Adrian memegang tangannya. "Clar, itu jenius. Aku tidak pernah menyangka. Tapi, jujur, aku tidak peduli bagaimana kamu menemukanku. Yang penting adalah kita bertemu."
Clara menatap mata Adrian. "Jadi, kamu tidak marah?"
Adrian tersenyum. "Kenapa aku harus marah? Kamu seorang data scientist, itu cara kerjamu. Dan aku senang algoritma itu membawaku padamu.

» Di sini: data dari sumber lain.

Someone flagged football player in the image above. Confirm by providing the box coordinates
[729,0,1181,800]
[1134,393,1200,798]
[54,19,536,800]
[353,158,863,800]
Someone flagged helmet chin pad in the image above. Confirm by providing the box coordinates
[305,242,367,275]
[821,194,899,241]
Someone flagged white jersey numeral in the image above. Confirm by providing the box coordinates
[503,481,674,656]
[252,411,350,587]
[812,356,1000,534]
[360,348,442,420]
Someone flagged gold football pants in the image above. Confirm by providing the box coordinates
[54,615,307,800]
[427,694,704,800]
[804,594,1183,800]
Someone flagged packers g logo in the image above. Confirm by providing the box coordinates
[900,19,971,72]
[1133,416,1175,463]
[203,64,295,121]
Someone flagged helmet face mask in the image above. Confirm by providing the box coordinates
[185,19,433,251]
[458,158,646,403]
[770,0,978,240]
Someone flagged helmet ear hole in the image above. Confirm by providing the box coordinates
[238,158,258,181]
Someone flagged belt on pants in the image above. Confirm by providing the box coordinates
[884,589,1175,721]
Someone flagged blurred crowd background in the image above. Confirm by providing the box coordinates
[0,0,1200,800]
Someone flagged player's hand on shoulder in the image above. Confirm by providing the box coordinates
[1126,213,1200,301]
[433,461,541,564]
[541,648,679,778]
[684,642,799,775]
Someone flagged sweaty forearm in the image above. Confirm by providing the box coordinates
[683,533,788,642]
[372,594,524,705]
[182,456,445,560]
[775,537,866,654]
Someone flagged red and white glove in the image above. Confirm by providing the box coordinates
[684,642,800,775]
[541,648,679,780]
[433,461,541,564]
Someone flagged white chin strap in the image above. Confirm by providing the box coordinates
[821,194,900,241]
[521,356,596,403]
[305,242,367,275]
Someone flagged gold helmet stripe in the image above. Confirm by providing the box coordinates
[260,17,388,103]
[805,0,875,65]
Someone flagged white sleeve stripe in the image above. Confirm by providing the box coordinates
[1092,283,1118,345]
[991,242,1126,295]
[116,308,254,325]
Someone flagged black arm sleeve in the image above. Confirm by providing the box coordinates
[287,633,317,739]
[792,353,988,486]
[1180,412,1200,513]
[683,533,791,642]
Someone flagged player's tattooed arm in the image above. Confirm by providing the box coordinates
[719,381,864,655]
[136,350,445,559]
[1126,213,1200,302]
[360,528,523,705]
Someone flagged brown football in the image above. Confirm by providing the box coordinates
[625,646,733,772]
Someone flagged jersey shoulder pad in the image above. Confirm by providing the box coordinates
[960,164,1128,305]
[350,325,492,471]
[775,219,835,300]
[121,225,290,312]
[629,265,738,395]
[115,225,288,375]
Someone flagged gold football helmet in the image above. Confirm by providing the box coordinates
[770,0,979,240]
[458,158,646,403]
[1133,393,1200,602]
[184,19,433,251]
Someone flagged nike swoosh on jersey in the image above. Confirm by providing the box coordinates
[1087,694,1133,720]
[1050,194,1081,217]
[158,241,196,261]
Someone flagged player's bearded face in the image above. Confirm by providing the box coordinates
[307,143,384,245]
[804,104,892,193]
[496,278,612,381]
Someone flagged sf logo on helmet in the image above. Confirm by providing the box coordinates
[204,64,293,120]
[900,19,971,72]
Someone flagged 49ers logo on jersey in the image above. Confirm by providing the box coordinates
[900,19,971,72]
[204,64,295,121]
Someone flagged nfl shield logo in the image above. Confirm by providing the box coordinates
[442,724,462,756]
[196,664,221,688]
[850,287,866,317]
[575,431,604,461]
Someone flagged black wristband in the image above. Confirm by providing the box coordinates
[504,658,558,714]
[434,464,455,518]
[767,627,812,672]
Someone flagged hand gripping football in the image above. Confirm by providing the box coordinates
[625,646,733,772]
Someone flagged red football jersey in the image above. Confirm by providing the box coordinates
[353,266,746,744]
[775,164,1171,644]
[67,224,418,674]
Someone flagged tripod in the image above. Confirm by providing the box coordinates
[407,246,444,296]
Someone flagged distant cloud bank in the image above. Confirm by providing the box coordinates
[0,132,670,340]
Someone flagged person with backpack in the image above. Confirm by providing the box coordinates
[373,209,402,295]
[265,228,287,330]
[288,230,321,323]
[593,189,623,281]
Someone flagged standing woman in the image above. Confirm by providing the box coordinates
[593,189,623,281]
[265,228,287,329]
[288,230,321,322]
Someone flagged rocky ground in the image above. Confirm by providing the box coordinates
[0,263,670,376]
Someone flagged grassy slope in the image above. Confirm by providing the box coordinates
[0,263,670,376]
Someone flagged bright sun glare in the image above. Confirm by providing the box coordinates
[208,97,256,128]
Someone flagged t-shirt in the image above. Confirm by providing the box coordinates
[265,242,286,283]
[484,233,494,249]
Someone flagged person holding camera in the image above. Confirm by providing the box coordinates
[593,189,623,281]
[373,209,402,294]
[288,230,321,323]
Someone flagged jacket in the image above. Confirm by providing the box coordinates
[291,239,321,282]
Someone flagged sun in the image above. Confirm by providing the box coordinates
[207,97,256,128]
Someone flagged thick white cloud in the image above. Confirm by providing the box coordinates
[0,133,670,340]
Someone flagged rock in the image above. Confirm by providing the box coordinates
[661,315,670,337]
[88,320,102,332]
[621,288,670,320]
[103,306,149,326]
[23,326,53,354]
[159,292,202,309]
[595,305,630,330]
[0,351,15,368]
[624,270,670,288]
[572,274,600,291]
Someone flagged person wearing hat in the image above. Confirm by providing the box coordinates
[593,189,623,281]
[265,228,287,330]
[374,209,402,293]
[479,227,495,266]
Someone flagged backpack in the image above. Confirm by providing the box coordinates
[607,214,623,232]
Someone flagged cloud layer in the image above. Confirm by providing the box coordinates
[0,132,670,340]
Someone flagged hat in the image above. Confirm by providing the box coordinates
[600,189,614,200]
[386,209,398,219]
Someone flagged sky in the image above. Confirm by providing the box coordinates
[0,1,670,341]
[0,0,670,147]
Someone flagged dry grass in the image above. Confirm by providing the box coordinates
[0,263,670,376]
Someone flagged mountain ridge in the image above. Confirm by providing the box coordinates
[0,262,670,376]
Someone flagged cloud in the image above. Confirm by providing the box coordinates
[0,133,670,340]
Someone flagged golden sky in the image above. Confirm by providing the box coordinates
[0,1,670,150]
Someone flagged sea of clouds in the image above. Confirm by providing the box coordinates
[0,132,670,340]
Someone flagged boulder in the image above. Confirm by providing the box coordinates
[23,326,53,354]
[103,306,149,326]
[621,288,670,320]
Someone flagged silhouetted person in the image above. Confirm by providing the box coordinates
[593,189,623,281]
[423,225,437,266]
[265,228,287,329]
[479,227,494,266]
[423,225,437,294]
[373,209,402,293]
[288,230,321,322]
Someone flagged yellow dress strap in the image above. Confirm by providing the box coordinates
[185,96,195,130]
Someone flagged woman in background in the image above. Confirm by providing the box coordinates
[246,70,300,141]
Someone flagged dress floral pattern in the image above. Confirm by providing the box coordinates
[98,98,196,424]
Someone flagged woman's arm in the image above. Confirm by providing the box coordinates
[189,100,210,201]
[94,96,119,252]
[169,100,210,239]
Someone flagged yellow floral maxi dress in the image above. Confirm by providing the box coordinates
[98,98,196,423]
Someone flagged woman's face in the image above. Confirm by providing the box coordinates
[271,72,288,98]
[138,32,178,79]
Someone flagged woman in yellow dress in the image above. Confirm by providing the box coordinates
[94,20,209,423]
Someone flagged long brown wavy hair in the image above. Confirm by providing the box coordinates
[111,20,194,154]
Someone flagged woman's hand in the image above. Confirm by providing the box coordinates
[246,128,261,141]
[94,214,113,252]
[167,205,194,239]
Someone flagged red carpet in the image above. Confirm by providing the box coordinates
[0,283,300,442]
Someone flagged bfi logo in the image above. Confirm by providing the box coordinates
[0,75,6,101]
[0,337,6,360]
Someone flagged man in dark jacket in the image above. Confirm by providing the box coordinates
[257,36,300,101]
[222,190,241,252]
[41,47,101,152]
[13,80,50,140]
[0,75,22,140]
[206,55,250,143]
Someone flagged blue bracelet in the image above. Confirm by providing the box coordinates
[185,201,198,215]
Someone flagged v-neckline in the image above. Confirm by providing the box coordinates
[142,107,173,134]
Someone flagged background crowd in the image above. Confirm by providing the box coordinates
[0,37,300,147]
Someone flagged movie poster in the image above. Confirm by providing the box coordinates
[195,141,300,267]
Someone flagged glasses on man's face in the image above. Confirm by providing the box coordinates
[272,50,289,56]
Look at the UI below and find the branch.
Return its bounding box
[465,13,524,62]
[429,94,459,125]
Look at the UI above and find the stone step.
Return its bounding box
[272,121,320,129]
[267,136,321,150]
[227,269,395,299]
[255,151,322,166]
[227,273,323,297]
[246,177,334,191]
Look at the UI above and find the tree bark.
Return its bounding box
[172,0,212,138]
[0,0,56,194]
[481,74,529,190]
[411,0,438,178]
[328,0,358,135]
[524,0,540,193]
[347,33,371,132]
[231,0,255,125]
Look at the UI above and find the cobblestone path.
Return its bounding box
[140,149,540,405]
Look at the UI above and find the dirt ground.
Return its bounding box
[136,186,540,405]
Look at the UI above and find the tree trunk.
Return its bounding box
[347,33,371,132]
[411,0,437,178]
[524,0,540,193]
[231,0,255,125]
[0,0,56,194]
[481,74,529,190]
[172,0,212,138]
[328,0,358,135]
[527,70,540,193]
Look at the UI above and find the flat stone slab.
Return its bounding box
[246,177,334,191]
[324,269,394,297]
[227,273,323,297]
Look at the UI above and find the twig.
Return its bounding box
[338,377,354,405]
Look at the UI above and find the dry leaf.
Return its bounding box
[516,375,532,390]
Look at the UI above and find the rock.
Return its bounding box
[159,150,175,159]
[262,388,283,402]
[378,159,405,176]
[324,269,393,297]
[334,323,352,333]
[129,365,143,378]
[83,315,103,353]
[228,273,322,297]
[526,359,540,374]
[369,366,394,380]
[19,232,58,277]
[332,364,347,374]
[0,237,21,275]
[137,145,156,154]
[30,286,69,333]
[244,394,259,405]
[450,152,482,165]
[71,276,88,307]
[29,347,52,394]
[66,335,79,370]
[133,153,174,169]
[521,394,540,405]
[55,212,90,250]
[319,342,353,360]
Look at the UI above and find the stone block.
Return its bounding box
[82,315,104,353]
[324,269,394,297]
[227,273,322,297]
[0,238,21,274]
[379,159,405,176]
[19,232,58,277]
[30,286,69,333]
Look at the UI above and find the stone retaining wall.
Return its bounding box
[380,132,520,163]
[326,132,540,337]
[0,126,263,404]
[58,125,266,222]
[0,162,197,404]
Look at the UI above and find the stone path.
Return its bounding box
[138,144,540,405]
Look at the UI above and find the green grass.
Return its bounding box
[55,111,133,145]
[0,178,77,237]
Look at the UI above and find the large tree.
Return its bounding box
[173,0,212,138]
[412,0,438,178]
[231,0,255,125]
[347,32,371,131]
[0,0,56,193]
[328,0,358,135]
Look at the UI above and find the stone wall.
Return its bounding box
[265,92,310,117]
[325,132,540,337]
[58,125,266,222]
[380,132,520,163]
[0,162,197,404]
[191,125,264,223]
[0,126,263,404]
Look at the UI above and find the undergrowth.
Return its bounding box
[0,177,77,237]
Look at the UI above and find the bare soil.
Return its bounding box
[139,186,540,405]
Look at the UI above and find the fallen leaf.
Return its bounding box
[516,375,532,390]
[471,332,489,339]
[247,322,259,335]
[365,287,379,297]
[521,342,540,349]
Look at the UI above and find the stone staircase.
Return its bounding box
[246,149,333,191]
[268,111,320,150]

Mungkin algoritma itu lebih pintar dariku dalam urusan cinta."
Clara tersenyum lega. "Jadi, apakah ini berarti...?"
"Ini berarti," kata Adrian sambil mendekatkan wajahnya, "algoritma hatimu bekerja dengan sempurna."
Mereka berciuman di bawah bintang-bintang, melupakan piksel dan data, hanya merasakan kehangatan dan cinta yang tulus. Algoritma Hati mungkin telah menemukan mereka, tetapi cinta sejati adalah sesuatu yang mereka bangun bersama, di antara piksel dan data, di antara kode dan mimpi. Clara akhirnya mengerti, cinta sejati tidak bisa diprediksi atau diprogram, tetapi bisa ditemukan di tempat yang paling tidak terduga, bahkan di antara barisan kode dan algoritma. Bahwa, kadang, yang dibutuhkan hanyalah keberanian untuk menjalankan program, dan kepercayaan bahwa alam semesta memiliki kode rahasianya sendiri untuk menyatukan dua hati yang ditakdirkan.